Objective: To clinically compare the efficacy of treatment of periodontitis with Periodontal Plus Ab (Tetracycline Fibers) and 0.2% hyaluronic acid gel.

Methodology: A randomized controlled trial was conducted involving 70 patients diagnosed with moderate to severe periodontitis. The patients were randomly assigned to two treatment groups: Group A received SRP along with Periodontal Plus Ab (Tetracycline Fibers), while Group B received SRP along with 0.2% hyaluronic acid gel. Clinical parameters including probing pocket depth (PPD), clinical attachment level (CAL), plaque index (PI) and gingival index (GI) were recorded at baseline and at 3-month follow-up appointments.

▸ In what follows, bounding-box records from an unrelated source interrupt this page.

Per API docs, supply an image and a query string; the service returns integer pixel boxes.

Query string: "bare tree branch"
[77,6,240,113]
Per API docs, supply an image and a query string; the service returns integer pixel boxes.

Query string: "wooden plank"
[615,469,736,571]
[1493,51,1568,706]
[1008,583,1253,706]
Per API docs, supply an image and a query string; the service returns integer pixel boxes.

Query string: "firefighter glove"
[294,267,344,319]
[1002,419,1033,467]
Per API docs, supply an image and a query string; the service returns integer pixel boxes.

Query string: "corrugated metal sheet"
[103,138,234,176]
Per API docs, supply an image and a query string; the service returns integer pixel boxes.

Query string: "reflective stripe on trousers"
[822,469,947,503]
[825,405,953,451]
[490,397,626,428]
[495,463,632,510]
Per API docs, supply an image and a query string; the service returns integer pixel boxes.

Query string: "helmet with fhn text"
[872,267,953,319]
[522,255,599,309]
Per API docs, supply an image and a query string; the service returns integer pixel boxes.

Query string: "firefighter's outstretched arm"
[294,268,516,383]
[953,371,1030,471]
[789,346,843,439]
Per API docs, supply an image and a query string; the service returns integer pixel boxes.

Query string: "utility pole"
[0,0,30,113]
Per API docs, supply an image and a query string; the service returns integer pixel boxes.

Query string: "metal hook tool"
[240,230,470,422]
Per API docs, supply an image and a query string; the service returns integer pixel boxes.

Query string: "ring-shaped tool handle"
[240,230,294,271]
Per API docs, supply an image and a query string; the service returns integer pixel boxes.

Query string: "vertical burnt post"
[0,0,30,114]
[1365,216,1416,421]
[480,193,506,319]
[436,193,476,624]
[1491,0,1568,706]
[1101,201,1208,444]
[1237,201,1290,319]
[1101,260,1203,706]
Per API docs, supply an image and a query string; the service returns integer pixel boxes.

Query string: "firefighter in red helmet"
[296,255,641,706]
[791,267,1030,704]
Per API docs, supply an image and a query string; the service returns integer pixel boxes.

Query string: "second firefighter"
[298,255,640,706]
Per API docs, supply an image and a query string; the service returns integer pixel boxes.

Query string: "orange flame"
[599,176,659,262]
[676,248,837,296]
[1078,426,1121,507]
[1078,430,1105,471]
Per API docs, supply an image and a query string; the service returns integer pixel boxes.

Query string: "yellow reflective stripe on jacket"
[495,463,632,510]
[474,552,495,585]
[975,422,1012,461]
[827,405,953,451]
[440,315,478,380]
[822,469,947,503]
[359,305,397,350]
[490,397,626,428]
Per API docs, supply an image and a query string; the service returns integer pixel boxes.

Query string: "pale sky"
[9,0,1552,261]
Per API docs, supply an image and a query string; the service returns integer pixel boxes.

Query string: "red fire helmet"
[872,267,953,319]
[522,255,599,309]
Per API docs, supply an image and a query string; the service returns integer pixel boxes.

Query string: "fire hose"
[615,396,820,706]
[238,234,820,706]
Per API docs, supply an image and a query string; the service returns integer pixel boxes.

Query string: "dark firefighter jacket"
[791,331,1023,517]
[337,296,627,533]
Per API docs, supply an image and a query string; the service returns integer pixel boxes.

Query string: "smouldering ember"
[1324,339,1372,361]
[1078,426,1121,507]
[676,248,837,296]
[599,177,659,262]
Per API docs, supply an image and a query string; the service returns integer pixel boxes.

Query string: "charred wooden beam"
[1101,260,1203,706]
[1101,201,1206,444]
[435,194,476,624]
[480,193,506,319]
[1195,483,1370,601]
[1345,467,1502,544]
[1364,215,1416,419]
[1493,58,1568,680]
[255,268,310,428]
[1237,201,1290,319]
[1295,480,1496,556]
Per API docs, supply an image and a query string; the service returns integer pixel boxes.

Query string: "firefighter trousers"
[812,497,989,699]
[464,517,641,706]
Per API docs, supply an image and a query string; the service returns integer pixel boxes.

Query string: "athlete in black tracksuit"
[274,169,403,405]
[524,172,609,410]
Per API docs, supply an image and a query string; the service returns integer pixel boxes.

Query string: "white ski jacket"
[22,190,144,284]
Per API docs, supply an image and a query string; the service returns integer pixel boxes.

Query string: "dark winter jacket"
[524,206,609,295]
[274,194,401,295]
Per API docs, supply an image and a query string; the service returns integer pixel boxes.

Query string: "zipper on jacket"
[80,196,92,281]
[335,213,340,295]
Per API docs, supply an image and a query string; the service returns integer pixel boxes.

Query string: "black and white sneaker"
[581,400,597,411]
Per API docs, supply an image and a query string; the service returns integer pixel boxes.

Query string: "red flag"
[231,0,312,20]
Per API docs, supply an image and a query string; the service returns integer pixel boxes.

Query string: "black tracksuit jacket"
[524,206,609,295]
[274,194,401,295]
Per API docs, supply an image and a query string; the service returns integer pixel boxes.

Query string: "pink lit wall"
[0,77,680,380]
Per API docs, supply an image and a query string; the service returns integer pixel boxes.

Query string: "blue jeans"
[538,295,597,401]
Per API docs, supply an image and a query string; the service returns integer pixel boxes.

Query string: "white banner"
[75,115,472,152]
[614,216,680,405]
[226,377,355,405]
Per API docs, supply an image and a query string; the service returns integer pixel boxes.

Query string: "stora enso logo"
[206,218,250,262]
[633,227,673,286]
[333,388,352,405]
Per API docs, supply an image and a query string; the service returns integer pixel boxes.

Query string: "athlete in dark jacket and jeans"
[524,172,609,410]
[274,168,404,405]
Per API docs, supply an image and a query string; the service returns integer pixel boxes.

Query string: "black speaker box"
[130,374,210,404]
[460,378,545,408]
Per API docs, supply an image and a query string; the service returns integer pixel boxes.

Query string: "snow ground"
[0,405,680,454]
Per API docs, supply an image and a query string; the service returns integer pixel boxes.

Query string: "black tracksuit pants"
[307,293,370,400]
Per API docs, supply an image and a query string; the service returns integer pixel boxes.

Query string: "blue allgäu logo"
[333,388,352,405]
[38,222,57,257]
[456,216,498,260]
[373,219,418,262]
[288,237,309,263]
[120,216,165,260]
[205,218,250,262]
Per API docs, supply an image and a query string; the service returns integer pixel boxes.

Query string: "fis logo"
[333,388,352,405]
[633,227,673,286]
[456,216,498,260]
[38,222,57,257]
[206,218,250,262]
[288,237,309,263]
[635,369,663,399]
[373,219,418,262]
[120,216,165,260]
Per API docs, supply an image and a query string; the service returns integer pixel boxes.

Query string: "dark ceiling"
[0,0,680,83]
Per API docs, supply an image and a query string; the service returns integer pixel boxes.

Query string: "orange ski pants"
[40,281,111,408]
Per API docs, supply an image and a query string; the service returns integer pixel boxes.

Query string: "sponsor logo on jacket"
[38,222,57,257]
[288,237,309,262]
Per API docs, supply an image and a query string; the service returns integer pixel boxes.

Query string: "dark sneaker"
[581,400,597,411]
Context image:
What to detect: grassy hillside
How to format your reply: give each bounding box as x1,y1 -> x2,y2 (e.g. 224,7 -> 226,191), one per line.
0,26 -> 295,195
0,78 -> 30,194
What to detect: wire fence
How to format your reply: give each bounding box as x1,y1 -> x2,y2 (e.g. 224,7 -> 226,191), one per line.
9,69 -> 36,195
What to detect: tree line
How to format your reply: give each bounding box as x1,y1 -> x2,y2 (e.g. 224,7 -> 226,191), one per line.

RESULTS: Both treatment groups demonstrated significant improvements in PPD, CAL, and GI scores from baseline to the 3-month follow-up. However, there were no statistically significant differences between the two groups in terms of mean reduction in PPD, gain in CAL, or reduction in GI (p > 0.05). Furthermore, both tetracycline fibers and 0.2% hyaluronic acid gel were well-tolerated by the patients with no adverse effects reported.

Conclusion: The findings of this study suggest that both Periodontal Plus Ab (Tetracycline Fibers) and 0.2% hyaluronic acid gel are effective adjuncts to SRP in the treatment of periodontitis. However, no significant differences were observed between the two LDD agents in terms of clinical outcomes. Further research with larger sample sizes and longer follow-up periods may be warranted to confirm these findings and elucidate the long-term efficacy and safety of these LDD modalities in periodontal therapy.